I thought about cheating on my husband while out mountain biking recently. As my friend sailed effortlessly down the rutted trail, my teeth chattered and my hands went numb. That’s when I hatched my plan to splurge on a cushy new bike—and hide it in our neighbor’s garage.

Why such sneakiness? You see, every woman has her downfall, be it new shoes, spa days, or in my case, skis, kayaks, and bikes. My husband is, understandably, a bit frustrated; my equipment threatens to keep his car out of our garage. The last time he agreed to a new bike, I had to resort to tears. But even pleading is healthier than deceiving, says one expert on the subject.

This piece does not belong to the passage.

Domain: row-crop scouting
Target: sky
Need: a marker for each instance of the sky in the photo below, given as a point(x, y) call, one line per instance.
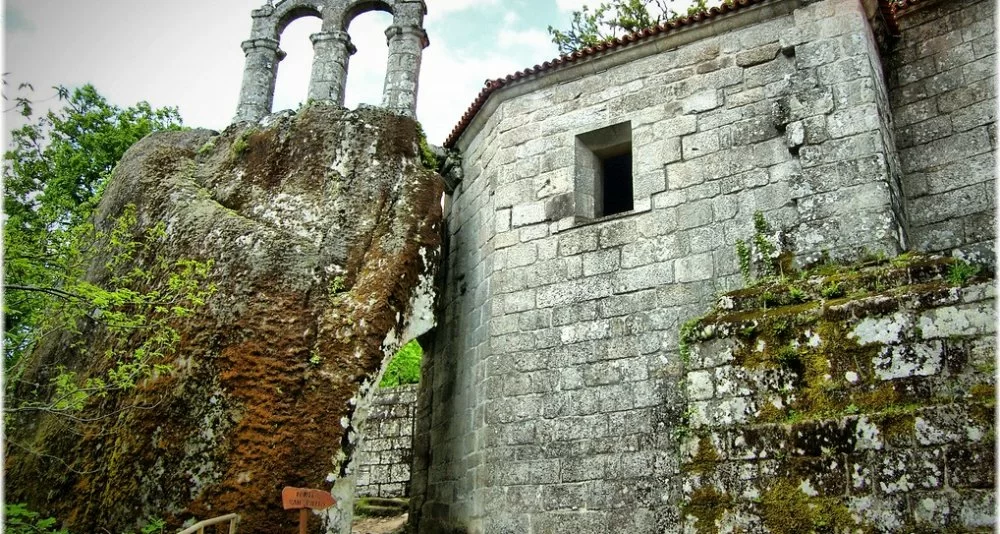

“There’s no such thing as an innocent financial fib,” says Bonnie Eaker Weil, PhD, a New York–based psychotherapist, whose book Financial Infidelity is due out next year. Whether you hide shopping bags, abominate price tags, or lie about how much you paid (or owe), you’re being financially unfaithful, she says. “The sign of a good relationship is that you can talk about anything that’s a hot topic,” she says. Simply put: If the two of you aren’t being honest about money, something isn’t right.

Why We Cheat
For some, the habit is a throwback to the days when women didn’t work, and men controlled the purse strings. “I learned everything from my mother,” quipped my friend Stephanie, who shops on her lunch hour to avoid scrutiny from her husband. During the first few years of her marriage, my friend Amanda regularly dipped into her “secret” savings account.